I realize the blog has been silent for a few days. This is the fault of John Milbank. I’ve spend the last couple weeks rigorously editing his forthcoming volume with Cascade Books, The Future of Love: Essays in Political Theology. Whatever disagreements I and anyone else might have with Milbank, the man is an incredible genius, having a grasp of western philosophy and theology, the likes of which is rarely seen in a theologian.

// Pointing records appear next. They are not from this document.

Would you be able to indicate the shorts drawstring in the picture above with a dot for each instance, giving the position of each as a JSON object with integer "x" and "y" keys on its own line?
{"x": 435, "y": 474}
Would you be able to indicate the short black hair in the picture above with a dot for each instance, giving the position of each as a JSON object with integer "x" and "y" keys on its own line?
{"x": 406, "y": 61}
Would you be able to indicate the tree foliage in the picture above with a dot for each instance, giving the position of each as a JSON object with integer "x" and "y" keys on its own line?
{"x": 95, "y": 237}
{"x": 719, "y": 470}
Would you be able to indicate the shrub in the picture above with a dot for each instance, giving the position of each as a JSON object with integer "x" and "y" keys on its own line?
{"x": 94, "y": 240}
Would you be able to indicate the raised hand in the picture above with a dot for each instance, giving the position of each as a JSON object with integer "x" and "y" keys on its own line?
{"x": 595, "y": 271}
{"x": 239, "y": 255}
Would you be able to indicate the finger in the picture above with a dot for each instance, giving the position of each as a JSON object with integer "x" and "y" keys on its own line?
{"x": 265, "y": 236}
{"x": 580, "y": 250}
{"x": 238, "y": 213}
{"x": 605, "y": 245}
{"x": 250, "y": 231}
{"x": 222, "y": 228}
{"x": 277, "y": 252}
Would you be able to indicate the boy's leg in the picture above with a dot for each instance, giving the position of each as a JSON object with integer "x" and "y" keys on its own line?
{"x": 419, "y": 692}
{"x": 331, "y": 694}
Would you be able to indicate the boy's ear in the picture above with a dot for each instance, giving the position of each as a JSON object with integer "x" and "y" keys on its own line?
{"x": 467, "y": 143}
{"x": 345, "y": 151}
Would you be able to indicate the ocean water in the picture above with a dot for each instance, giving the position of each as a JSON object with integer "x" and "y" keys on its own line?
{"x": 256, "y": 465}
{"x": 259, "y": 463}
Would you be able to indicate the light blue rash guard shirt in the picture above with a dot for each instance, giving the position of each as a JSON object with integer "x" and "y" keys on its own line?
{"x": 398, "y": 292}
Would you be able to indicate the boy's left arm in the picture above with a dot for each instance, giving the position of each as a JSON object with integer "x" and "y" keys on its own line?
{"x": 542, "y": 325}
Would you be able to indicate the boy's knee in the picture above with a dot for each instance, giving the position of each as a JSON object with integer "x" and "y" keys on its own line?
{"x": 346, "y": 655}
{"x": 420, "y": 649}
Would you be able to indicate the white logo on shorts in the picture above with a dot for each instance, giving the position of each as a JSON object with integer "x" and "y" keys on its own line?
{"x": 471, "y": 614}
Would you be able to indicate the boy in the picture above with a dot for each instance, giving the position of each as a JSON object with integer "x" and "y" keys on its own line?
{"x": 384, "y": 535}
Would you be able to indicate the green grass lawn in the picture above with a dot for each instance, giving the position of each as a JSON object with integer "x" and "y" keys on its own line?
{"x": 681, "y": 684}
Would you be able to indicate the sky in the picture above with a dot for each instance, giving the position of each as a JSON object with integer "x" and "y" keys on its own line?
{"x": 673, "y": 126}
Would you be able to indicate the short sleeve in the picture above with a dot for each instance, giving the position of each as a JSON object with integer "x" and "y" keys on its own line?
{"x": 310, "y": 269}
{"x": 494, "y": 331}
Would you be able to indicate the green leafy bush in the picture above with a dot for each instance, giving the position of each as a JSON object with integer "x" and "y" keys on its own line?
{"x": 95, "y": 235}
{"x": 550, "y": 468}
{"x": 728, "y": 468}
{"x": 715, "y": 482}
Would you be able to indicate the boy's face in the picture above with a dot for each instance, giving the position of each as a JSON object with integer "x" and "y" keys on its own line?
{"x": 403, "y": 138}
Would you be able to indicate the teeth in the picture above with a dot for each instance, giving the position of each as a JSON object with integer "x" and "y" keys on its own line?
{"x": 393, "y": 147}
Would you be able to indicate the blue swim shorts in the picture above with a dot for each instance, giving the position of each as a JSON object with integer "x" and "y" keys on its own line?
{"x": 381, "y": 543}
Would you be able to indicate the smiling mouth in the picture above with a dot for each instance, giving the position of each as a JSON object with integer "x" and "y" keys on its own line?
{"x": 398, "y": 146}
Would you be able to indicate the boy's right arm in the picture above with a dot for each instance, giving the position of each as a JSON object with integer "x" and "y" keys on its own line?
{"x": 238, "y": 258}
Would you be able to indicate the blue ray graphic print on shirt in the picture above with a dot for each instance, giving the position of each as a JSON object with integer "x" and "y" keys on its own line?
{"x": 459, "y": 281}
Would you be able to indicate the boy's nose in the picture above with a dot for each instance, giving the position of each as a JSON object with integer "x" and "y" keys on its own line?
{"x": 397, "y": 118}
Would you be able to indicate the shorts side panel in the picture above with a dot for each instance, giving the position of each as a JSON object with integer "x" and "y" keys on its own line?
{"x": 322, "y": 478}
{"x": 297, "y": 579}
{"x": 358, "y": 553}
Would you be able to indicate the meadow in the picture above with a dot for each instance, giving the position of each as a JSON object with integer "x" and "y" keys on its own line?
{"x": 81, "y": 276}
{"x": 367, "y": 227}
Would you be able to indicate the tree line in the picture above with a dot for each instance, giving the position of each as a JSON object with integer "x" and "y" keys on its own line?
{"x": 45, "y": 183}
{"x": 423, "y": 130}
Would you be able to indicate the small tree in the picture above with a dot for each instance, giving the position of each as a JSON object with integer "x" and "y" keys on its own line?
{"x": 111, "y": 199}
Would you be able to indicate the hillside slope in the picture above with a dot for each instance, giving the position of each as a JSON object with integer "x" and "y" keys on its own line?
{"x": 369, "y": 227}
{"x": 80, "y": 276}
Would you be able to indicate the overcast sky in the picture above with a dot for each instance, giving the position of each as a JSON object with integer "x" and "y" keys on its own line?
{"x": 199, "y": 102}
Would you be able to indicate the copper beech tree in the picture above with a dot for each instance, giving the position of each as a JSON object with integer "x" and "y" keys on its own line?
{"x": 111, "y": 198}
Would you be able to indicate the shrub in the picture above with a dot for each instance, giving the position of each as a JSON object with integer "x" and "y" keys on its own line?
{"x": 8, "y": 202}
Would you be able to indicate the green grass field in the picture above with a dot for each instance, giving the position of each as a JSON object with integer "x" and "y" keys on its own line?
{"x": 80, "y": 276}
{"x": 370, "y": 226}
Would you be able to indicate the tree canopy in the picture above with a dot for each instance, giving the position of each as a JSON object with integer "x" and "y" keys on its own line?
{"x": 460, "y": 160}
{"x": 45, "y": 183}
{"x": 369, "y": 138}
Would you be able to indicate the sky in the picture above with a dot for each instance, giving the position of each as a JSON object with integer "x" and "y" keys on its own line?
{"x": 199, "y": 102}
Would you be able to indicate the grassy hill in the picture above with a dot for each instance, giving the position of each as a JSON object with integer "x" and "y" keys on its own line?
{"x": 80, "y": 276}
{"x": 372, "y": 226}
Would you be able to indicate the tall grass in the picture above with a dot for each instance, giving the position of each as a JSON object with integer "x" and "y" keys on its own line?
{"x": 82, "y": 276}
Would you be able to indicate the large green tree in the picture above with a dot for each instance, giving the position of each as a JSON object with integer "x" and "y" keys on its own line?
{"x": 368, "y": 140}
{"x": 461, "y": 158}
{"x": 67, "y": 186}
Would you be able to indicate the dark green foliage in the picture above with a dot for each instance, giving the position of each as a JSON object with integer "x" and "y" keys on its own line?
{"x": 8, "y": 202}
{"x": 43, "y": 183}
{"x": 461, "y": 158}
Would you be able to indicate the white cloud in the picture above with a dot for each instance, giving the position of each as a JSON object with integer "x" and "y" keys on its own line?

The forthcoming book promises to be a very good one, containing a lot of superb essays from Milbank that really get at the inner-workings of his theopolitical vision and his theology as a whole. Here is the contents of the book:
I Theology and English Culture
1 Coleridge: Divine Logos and Human Communication
2 Religion, Culture, and Anarchy: The Attack on the Arnoldian Vision
3 What is Living and What is Dead in Newman’s Grammar of Assent
II Theology and British Politics
4 Were the “Christian Socialists” Socialist?
5 The Body by Love Possessed: Christianity and Late Capitalism in Britain
6 On Baseless Suspicion: Christianity and the Crisis of Socialism
III Theology and Social Theory: Responses
7 Enclaves: or Where is the Church?
8 On Theological Transgression
9 The Invocation of Clio
IV Political Theology Today
10 Sovereignty, Empire, Capital, and Terror
11 Liberality versus Liberalism
12 Stale Expressions: The Management-Shaped Church
V Theology and Pluralism
13 The End of Dialogue
14 The Conflict of the Faculties: Theology and the Economy of the Sciences
15 Faith, Reason, and Imagination: The Study of Theology and Philosophy in the Twenty-First Century
VI Theological Agendas
16 Postmodern Critical Augustinianism: A Short Summa in Forty-Two Responses to Unasked Questions
17 The Transcendality of the Gift: A Summary in Answer to 12 Questions
18 The Future of Love: A Reading of Benedict XVI’s encyclical Deus Caritas Est
Personally, I found the essays in the sections on Theology and Social Theory and “Theological Agendas” to be the most engaging and interesting. In particular, I think Milbank’s article, “Enclaves, or Where is the Church?” is one of his best pieces. In it we get an utterly rich reading of Paul’s ecclesiology in the Corinthian epistles. Milbank’s engagement with Pope Benedict XVI’s encyclial, Deus Caritas Est is also a superb piece. All in all, I think anyone interested in contemporary theology in general, and Milbank’s work in particular will find this book very helpful. I look forward to it going into production soon.
I’ve read probably half of these essays and I still can’t wait to buy the book. I hope it is reasonably priced?
thanks for the heads up about this volume. do you have any idea when it is going to be released?
I’m not sure what the pricing will be. It’ll depend on final page count. Depending how fast we can move through the final stages (everything is really busy right now), I say we can expect to see the book sometime in early October.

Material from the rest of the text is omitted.